I'm trying to understand the answer to this question:
If $G$ is simple with diameter two and maximum degree $|V(G)| - 2$, then $|E(G)| \geq 2|V(G)| - 4$
The person that answered claimed that if $deg(v)=n-2$ then $G-v$ is connected, but I just don't understand that part (highlighted below):
"It is easy to see that $G−v$ is a connected graph. (There is a vertex $u$ of $G−v$ which is not adjacent to $v$; every other vertex of $G−v$ is connected to $u$ by a path in $G$ of length at most $2$; since there is no edge $uv$, that path must be contained in $G−v$.)..."

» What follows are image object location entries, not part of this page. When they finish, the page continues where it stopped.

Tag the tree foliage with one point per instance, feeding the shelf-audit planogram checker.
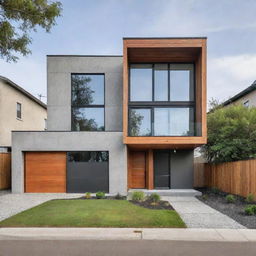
(231, 134)
(18, 18)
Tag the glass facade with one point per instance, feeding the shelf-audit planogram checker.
(87, 102)
(162, 100)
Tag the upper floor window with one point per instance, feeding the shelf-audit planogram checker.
(87, 102)
(161, 82)
(161, 100)
(246, 104)
(18, 110)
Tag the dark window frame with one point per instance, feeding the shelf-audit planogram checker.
(18, 112)
(163, 104)
(90, 105)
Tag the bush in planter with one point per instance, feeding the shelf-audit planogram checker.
(230, 199)
(250, 210)
(154, 197)
(250, 198)
(138, 196)
(215, 190)
(100, 195)
(118, 196)
(88, 195)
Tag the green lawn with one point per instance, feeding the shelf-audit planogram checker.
(93, 213)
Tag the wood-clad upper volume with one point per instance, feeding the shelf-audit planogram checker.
(167, 50)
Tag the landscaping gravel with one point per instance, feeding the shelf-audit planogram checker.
(233, 210)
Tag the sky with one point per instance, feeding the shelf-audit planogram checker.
(96, 27)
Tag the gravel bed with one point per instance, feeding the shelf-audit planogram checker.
(233, 210)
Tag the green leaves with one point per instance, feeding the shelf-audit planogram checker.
(18, 18)
(231, 134)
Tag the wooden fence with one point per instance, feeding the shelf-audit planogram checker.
(5, 170)
(232, 177)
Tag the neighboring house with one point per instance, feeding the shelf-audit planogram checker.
(246, 97)
(19, 110)
(118, 122)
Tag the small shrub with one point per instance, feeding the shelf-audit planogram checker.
(154, 197)
(100, 195)
(250, 198)
(205, 197)
(118, 196)
(250, 210)
(138, 196)
(230, 199)
(88, 195)
(215, 190)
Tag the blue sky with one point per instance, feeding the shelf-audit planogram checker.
(97, 27)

Let $G$ with $diam(G)=2$ and max degree $\Delta(G)=n-2$. Then let $v$ a vertex such that $d(v)=n-2$.
There exist a unique $u$ such that $v$ and $u$ are not connected, $v \nsim u$.

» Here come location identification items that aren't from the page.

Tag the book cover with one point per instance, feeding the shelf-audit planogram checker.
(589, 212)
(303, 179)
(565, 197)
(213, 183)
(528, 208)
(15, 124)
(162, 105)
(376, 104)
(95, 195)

Now, for all $w\in V(G-\{v\})$, we know that in $G$, the distance between $w$ and $u$ is at most 2. But as $u$ is not connected to $v$, the 2-edges-path from $w$ and $u$ cannot pass through $v$. Therefore the path from $u$ to $w$ exists also in $G-v$. This is true for any $w\neq v$, therefore $G-v$ is connected.

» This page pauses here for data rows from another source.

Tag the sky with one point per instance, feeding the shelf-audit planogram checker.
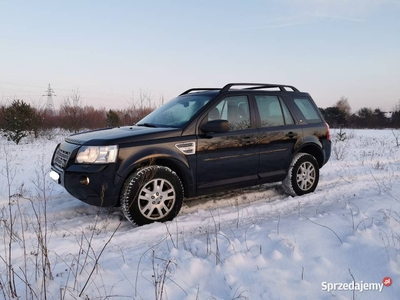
(112, 51)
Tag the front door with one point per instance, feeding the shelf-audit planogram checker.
(228, 159)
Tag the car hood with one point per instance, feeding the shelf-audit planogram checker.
(121, 135)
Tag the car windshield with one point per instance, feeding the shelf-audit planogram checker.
(177, 112)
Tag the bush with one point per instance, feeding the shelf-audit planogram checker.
(18, 120)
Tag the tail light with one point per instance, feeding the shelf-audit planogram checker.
(328, 135)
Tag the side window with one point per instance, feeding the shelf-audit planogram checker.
(235, 109)
(272, 111)
(308, 110)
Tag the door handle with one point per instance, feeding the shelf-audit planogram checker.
(248, 140)
(291, 134)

Edit Even more : you don't need $d(v)=n-2$, you only need $d(v)\leq n-2$ to get at least one vertice $u$ satisfying the condition. Therefore as long as the maximum degree $\Delta(G)$ is at most $n-2$ (which is the case here), then for any $v$ , $G-v$ is connected, and therefore $G$ is 2-connected.